Spectroscopy Advanced
Jessica Meyers, Jeremy Conkle, Win Cowger, Zacharias Steinmetz, Andrew Gray, Chelsea Rochman, Sebastian Primpke, Jennifer Lynch, Hannah Hapich, Hannah De Frond, Keenan Munno, Bridget O’Donnell
2024-12-13
Source:vignettes/advanced.Rmd
advanced.Rmd
How to Interpret the Reported Matches
There are several important things to consider when interpreting a spectral match including the library source, the Pearson’s r, and other metrics.
The Library Source
When you click on a spectrum, all of the metadata that we have in Open Specy about that source will be displayed in a metadata window below to the matches table. Each library has different methodologies used to develop it. It is useful to read up on the library sources from the literature that they came from. E.g. Chabuka et al. 2020 focuses on weathered plastics, so matching to it may suggest that your spectrum is of a weathered polymer. Primpke et al. 2018 only has a spectral range up to 2000, so some polymers may be difficult to differentiate with it. Make sure to cite the libraries that you use during your search when you publish your results. The authors were kind enough to make their data open access so that it could be used in Open Specy and we should return the favor by citing them.
Pearson’s r
Correlation values are used to identify the closest matches available in the current Open Specy spectral libraries to improve material identification and reduce sample processing times. Pearson’s r values range from 0 - 1 with 0 being a completely different spectrum and 1 being an exact match. Some general guidelines that we have observed from using Open Specy. If no matches are > ~0.6 the material may require additional processing or may not exist in the Open Specy library.

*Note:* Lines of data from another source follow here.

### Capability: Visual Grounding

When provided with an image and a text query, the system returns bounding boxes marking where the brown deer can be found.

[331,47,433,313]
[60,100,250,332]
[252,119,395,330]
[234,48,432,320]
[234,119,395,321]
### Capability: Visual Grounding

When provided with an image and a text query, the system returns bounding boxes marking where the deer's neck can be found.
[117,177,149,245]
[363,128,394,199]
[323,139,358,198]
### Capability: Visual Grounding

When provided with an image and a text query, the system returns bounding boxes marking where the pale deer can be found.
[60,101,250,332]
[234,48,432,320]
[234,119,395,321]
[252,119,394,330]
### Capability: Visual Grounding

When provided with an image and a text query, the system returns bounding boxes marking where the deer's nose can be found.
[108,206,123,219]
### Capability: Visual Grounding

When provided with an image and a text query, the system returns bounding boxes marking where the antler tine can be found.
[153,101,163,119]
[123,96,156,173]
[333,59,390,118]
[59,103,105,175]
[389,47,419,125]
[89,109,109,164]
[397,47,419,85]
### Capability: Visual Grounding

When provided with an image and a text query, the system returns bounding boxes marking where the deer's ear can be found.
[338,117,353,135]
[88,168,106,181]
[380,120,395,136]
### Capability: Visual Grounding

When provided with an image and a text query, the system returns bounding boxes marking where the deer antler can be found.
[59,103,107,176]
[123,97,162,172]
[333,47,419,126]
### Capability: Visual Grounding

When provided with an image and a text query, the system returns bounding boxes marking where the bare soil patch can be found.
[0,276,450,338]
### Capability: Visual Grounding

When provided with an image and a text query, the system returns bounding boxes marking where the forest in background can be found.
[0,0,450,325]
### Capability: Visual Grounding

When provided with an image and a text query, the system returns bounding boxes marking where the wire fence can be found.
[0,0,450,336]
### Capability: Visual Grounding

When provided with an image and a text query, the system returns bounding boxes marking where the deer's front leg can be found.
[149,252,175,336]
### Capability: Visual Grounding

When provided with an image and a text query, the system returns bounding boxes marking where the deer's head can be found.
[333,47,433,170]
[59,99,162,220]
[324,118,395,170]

Correlation values are not the only metric you should use to assess your spectra’s match to a material in the library, matches need to make sense.
Things to Consider beyond Correlation
Peak position and height similarities are more important than correlation and need to be assessed manually. Peak position correlates with specific bond types. Peak height correlates to the concentration of a compound. Therefore, peak height and peak position should match as closely as possible to the matched spectrum. When there are peaks that exist in the spectra you are trying to interpret that do not exist in the match, there may be additional materials to identify. In this case, restrict the processing range to just the unidentified peak and try to identify it as an additional component (see also https://www.compoundchem.com/2015/02/05/irspectroscopy/).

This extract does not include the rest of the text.